Purple Haze – Overdose of Tags

I think tags are one of the most disliked things in Studio. This is particularly true with those users who previously translated using Workbench in Word because there you never saw tags. Tags can be annoying but it really helps if one understands how they function and how they can be handled in Studio. There’s a good blog article by Paul Filkin about handling tags here and the Studio Help also has some good info on the topic.

What’s really annoying are files that have a huge number of tags that don’t have any real meaning for the document. These are often tags that apply a different formatting to spaces between words or turn the same formatting on and off constantly. If there are only a few of them, it’s relatively easy to see that there’s no need to include them in the translation. However, dealing with a large quantity of this purple haze makes it difficult to perceive the actual text and it slows down the translation process. It’s also easier to miss the real tags and the tag verification feature becomes practically useless when there are hundreds of unnecessary warning messages.

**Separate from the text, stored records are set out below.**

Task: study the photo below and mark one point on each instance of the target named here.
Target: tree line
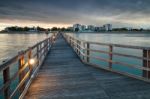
(16, 28)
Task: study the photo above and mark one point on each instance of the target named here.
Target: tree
(76, 29)
(54, 29)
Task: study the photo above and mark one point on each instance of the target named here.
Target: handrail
(27, 70)
(84, 51)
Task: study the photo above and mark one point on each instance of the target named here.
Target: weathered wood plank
(64, 76)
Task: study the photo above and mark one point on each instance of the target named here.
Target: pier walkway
(64, 76)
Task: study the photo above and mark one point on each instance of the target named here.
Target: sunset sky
(63, 13)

These types of tags are common in files converted or copied from PDF format but they can also be easily produced in Word by applying and changing formatting incorrectly, for example by leaving a different formatting in spaces between words. This is very easy to do without realizing it because you don’t see the tags in Word.

A friend of mine asked me recently if there’s anything she could do to reduce the number of unnecessary tags in her files, so I thought to expand my original reply and share it here as well. I took one of her DOC files (about 1,200 words) and tested various ways to lower the tag count. When I opened the file directly in Studio there were well over 1,000 formatting tags (see Figure 1). I think this was the worst file I’ve ever seen – in most segments there were two pairs of tags between every word! These were mostly font color and spacing tags that applied a different formatting for spaces or turned the same formatting off and on, and obviously were completely unnecessary.

Anni tanni tags Raw DOC

Figure 1. The DOC file opened directly in Trados Studio without any prepping. (Note that the original French source text has been replaced with a Finnish children’s poem to protect the confidentiality of the original text. You didn’t miss anything. It was a really boring text, at least compared to Anni and her trip across the lawn to the cellar to fetch butter, milk and potatoes.)

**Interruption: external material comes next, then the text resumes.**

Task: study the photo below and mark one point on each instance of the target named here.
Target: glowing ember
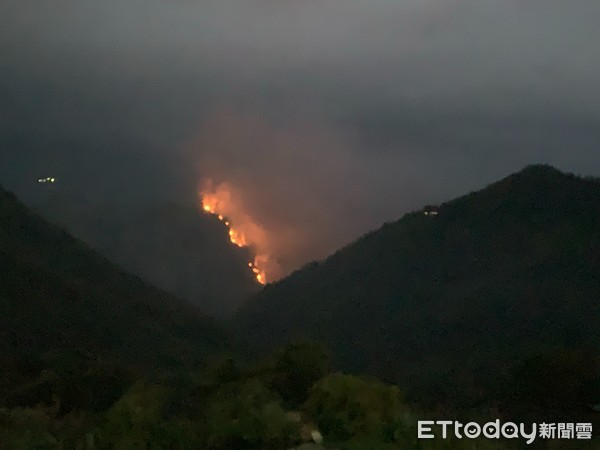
(217, 204)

I tried the following three methods:

1. Save the source file as DOCX and select the “Skip advanced font formatting” option in the File Types settings (Tools > Options > Microsoft Word 2007-2010 > Common). This option is not available for DOC or RTF files, so this works only with DOCX files (and PPTX and PDF files). When I opened the file in Studio, there were 118 formatting tags (<cf>) left. About half of them seemed to be unnecessary but they were easy to see and skip.

Anni tanni tags DOCX

Figure 2. The same file saved as a DOCX file and opened directly in Trados Studio.

2. Clean the file (DOCX, DOC or RTF) in Word using
CodeZapper. CodeZapper is a Word add-in that includes several cleaning functions. When processing my test file, I used the PDFTidy, PDFFix and CZL functions as a combination and did not test them separately or with any of the other functions. CodeZapper turned out to be clearly the most effective method for this file. There were only 62 formatting tags (<cs>) left in the file and they all seemed to be necessary.

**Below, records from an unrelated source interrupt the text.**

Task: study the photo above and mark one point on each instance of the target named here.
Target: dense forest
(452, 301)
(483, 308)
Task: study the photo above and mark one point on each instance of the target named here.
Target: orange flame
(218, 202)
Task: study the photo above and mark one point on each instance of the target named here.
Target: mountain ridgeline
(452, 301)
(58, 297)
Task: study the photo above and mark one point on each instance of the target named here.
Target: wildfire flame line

Anni tanni tags CodeZapped

Figure 3. The DOC file opened directly in Trados Studio after it was prepped with CodeZapper. The process removed all tags from the sample sentences.

3.  Clean the file (DOCX, DOC or RTF) in Word using
TransTools Document Cleaner. TransTools is another Word add-in that includes a tag cleaning function. This left 156 formatting tags in the file, and most of them seemed to be unnecessary, and as we can see from the previous example, only about 60 formatting tags are needed in this file.

Anni tanni tags TTooled

Figure 4. The DOC file opened directly in Trados Studio after it was prepped with TransTools.

Of course, one hopes that clients would include a “tag-clearance” as part of their file prep procedure before sending files to translators. That would not only make translators’ lives easier and improve the quality of the translation and the resulting translation memory, but it would also increase fuzzy match leverage because the unnecessary tags wouldn’t be there screwing up the analysis results and fuzzy matching.



10 Responses to “Purple Haze – Overdose of Tags”

  1. paulfilkin Says:

    Good article Tuomas. Another couple of ideas, one from Jerzy Czopik in a number of forum posts.

    “Press CTRL+A, then CTRL+D, chose Arial and press OK.
    Again press CTRL+A and then CTRL+D. Go to the spacing tab.
    Set the scale of characters to 100% and the spacin to normal, deselect kerning.
    Press OK. Save the document and open in Studio. It will now contain only necessary tags.”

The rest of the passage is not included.